By Christie Clough
Right before our wedding, people would ask Bryan and me the same type of question over and over. "Are you nervous?" "Are you scared?" "Are you freaked out about getting married?"
These questions surprised us, because given the fact that Bryan and I had faced one of the toughest challenges a couple can go through – namely, Bryan's diagnosis of an inoperable brain tumor – we were not nervous. We were not scared. We were not freaked out. On the contrary, we couldn't wait. We knew, without a shadow of a doubt, that we were brought together nearly three years ago as soulmates who would be faced with a seemingly insurmountable challenge. We couldn't wait, after six weeks of intense radiation and chemotherapy, to celebrate together and finally become husband and wife. Because the truth of the matter is, Bryan and I were already married. Not in the legal sense, but in a spiritual, emotional and intellectual sense. We felt, in the best way possible, as though we were celebrating our 50th wedding anniversary rather than the beginning of our lives together. Simply put, a couple doesn't go through something as devastating as a brain tumor diagnosis (not to mention treatment) and come out of it nervous to get married. Instead, they come out of it with a foundation of marriage more solid than a rock. In Bryan's and my case, there wasn't a sentence we couldn't finish for each other, a feeling or look we couldn't immediately recognize, or a silence that didn't speak volumes.

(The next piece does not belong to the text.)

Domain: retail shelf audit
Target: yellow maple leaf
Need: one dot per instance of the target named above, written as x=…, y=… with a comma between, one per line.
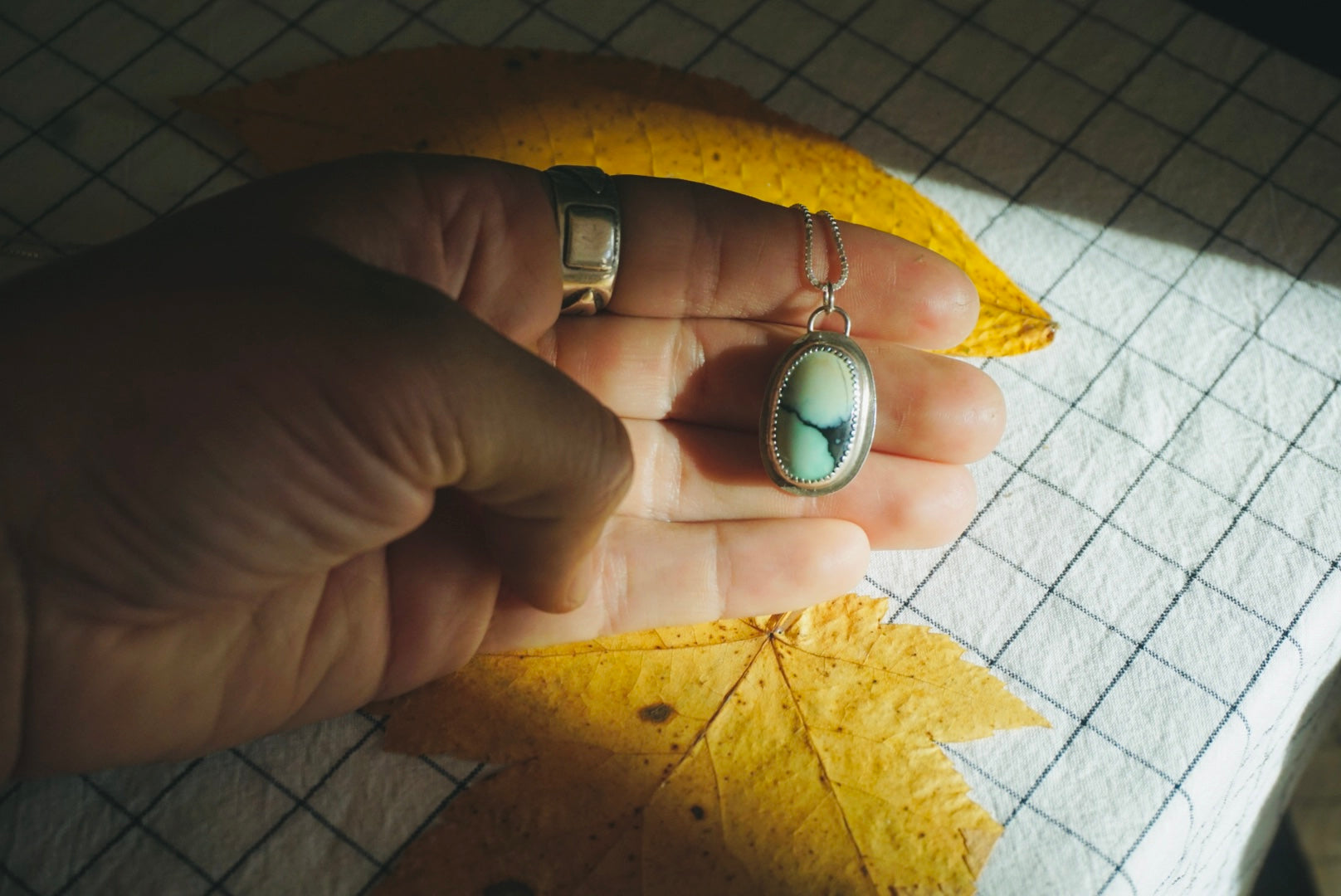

So when people asked us if we were nervous to get married, our reply was always "no." And while I was nervous about practical things, like Bryan's ability to walk to the alter (his leg was weak from radiation) and his energy level (he had finished treatment less than two weeks before our wedding), the one thing I was absolutely not nervous about was becoming Mrs. Bryan Bishop. Because in my mind, I had been that way forever.